When Wes Craven's A Nightmare on Elm Street hit theaters in 1984, the low-budget picture became a surprise hit, taking the exhausted slasher genre, which had been bled dry by countless Halloween and Friday the 13th knockoffs, and melding it with a phantasmagorical, surreal landscape of dreams. The figure of Freddy Krueger, a deformed child molester fond of striped sweaters who wielded a set of steak knives for fingers and killed his victims in their sleep, was a new and frightening addition to the ranks of memorable horror-movie monsters.
But over the course of seven sequels, the creep gradually became the anti-hero of his films instead of the villain, dispatching his prey with Henny Youngman one-liners while the audience laughed instead of screaming. In 2003's surprisingly effective Freddy Vs. Jason, in which Krueger squared off against Jason Voorhees in a winner-take-all battle worthy of pro wrestling, the character completed the cross-over into comedic territory. After that film, Freddy Krueger seemed to be done for good.
One of the problems with the new A Nightmare on Elm Street, the latest horror remake from Michael Bay's Platinum Dunes production company, is that Freddy simply isn't as scary as he used to be, even though Jackie Earle Haley, taking over from Robert Englund in the role, plays Krueger essentially straight, keeping the one-liners to a minimum. But the actor isn't given enough to do to leave his mark on the character: It could be anybody under that gruesome makeup.

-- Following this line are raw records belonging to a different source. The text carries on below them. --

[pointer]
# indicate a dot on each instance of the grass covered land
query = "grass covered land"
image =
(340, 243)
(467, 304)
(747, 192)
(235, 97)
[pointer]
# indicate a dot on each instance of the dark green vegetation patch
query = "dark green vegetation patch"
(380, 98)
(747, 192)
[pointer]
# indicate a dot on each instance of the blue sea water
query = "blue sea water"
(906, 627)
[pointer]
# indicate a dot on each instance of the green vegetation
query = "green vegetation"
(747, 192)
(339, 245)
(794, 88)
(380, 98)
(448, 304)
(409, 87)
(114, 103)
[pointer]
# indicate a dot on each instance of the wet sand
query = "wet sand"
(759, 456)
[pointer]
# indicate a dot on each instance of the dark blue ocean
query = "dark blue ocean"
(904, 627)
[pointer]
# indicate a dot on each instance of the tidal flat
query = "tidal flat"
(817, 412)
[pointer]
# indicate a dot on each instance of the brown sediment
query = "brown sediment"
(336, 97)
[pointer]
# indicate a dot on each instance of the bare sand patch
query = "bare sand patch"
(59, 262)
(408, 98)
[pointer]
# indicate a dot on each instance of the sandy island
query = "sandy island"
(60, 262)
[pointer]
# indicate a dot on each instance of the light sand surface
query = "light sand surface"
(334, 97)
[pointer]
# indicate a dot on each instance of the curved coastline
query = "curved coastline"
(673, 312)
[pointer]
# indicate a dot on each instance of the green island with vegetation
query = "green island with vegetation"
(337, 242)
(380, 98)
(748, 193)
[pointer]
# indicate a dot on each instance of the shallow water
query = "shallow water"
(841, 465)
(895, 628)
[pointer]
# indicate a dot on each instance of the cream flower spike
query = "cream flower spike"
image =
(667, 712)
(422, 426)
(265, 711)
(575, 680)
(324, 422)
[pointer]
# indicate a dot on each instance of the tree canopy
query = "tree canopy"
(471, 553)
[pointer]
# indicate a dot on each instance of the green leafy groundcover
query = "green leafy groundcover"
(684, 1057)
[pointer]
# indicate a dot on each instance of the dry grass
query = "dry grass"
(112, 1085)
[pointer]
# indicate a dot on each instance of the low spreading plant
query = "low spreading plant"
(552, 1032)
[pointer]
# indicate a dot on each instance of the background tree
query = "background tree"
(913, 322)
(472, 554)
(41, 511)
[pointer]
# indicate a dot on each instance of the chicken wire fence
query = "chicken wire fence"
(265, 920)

Director Samuel Bayer, a music video veteran making his feature film debut, pays dutiful homage to a couple of the most memorable images from the original (such as Freddy emerging from behind a wall to leer at a sleeping girl, or the bathtub scene in which the razor-tipped hand emerges from the bubbles) but comes up with a few new twists of his own. The screenplay, by Wesley Strick and Eric Heisserer, generally follows the original, including (spoiler alert!) the Psycho-inspired twist of the sudden death of a character you assume is going to be the film's heroine. But if the film ever explained how, exactly, Krueger gained the ability to invade people's dreams and murder them in their sleep, I missed it.
Bayer also refrains from going overboard with the camera stylings: The film is well-shot and makes effective use of the widescreen format. A Nightmare on Elm Street isn't offensively bad, the way The Texas Chainsaw Massacre remake was, but it is redundant and uninvolving, because the movie doesn't add any new wrinkles to the Krueger mythos: This is pretty much the same movie as the original, only with better production values. Worst of all, there isn't a single good fright in the entire picture, an unforgivable sin for a supposedly scary movie.
The horror film genre is filled with classics that have endured the test of time and become milestones of cinematic history: Frankenstein, The Exorcist, Rosemary's Baby, Psycho, The Silence of the Lambs, Dawn of the Dead, The Birds, Halloween, Jaws. Today, though, the genre is on life support, consisting primarily of remakes and sequels designed to lure teenagers on opening weekend, make a quick buck and then fade into oblivion. Craven, who jumpstarted the moribund horror genre with 1996's Scream, recently signed on to direct Scream 4, which he promises will be as revolutionary and surprising as the first film. Here's hoping he delivers: Too many more remakes as dull and bland as A Nightmare on Elm Street could kill off horror movies for good.
A Nightmare on Elm Street (** out of ****) opens on Friday April 30.